Akiko Suwanai en De todo un poco
A continuación, y en una cronología inversa (como quedó "organizada" la velada del viernes) le tocó el turno a la prodigiosa violinista japonesa Akiko Suwanai quien con su Stradivarius "Delfín" de 1714 (que estuvo en manos del fallecido Jascha Heifetz) nos brindó el Concierto para violín nº 2 en sol menor, op. 63 de Prokofiev. No vamos a descubrir aquí el talento del violín de esta intérprete, la más joven ganadora del Premio Tchaikovsky (en 1990 con sólo 18 años de edad), y con un repertorio más una discografía que incluye la mayoría de los famosos pero también difíciles conciertos de violín (supongo que el de Sibelius en 2003 lo "tendrá fichado" mi amigo blogero David Revilla), sin olvidarnos de "nuestro Bach" (del que ofreció una Partita de propina tras el ramo de flores que comienza a provocar chanza entre los asistentes). El conjunto funcionó porque la OSPA lo hizo con el tándem Johns-Suwanai. El director supo "acompañar" (a fin de cuentas en esto consiste dirigir o conducir): cada motivo, cada entrada, cada plano sonoro... la afinación, todo estuvo en su sitio y pudimos disfrutar de lo que es un concierto para solista y orquesta, curiosamente estrenado mundialmente en España un 1 de diciembre de 1935 por la Orquesta Sinfónica de Madrid dirigida por el maestro Arbós y Robert Soetens de solista.
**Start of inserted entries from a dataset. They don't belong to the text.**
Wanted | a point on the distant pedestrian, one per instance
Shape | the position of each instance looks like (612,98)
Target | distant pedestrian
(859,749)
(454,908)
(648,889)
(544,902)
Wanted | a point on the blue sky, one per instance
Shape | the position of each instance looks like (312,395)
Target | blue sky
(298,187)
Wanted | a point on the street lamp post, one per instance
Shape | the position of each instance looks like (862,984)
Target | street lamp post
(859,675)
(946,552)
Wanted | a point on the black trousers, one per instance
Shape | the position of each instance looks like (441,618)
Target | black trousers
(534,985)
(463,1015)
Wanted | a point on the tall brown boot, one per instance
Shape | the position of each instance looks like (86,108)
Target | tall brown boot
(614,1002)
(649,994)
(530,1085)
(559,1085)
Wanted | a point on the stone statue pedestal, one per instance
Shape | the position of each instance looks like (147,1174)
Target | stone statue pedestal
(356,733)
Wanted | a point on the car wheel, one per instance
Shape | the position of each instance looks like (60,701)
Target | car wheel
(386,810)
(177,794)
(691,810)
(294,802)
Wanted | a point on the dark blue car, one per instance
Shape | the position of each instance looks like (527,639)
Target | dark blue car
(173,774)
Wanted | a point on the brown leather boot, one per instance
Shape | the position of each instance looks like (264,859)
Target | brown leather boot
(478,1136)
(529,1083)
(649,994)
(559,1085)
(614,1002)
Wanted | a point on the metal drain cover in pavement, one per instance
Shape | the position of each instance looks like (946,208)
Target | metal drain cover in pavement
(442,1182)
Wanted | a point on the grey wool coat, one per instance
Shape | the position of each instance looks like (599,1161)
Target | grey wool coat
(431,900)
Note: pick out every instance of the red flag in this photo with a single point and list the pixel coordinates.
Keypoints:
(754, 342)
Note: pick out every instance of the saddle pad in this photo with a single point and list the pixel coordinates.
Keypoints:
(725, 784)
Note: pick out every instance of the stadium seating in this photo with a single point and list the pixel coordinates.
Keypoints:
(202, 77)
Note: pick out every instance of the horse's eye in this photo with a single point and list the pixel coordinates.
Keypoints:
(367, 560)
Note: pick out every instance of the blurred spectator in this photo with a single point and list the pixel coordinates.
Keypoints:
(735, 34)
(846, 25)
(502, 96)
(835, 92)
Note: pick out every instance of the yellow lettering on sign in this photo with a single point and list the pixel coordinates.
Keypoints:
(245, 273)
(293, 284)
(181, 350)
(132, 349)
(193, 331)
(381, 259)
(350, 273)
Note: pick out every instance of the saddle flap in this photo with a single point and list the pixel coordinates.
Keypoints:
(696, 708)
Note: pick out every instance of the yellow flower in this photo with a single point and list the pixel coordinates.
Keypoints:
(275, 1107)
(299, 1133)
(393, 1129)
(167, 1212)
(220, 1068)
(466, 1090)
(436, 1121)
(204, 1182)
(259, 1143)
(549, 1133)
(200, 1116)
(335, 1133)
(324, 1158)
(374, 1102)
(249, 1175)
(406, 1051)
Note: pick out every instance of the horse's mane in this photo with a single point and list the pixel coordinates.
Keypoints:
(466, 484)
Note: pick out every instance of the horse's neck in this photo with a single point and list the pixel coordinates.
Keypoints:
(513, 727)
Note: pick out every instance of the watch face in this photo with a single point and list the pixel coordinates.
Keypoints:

Lo dicho, cuando el engranaje funciona y cada pieza está en su sitio, el resultado final no puede ser malo.
Pero en ese "desandar el tiempo en el programa" nos quedaba Chaikovski y la Sinfonía "Manfred", op. 58. Hace tiempo que nuestra orquesta tiene por el repertorio ruso unas preferencias que no puede ocultar (los músicos de la antigua URSS son como una familia dentro de nuestra orquesta y Vasiliev el padrino), y si Prokofiev lo demostró, Tchaikovski lo corroboró. Sumemos en el podium un joven pero veterano director (ha dirigido más de 60 orquestas en todo el mundo tanto en repertorio sinfónico como operístico) que mantiene siempre el control, de gesto claro, conciso, atento a cada detalle de la partitura, que sabe entresacar cada motivo, cada plano sonoro de una plantilla con grandes solistas idónea para estas obras (muy bien los "refuerzos" que están aprendiendo a pasos agigantados) , y podemos concluir que el broche del concierto nos ha dejado una "Asturias Symphony Orchestra" (que rezaba la agenda de Johns) en su "punto dulce" esperando sinceramente que no sea fruto de obras concretas o del talento de un joven director que condujo (en inglés director en música es conductor) como los buenos pilotos un excelente vehículo a punto.
La resolución tal vez esté en el concierto del próximo día 13 dentro de los "Conciertos del Auditorio" con repertorio conocido (el Concierto de piano nº 1 de Chopin con la "especialista" en el polaco Ingrid Fliter, y los Cuadros de Mussorgsky-Ravel) y el retorno de Max Valdés. Aquí lo escribiremos...
P.D. Ver crítica de Diana Díaz en LNE del lunes 9 de marzo.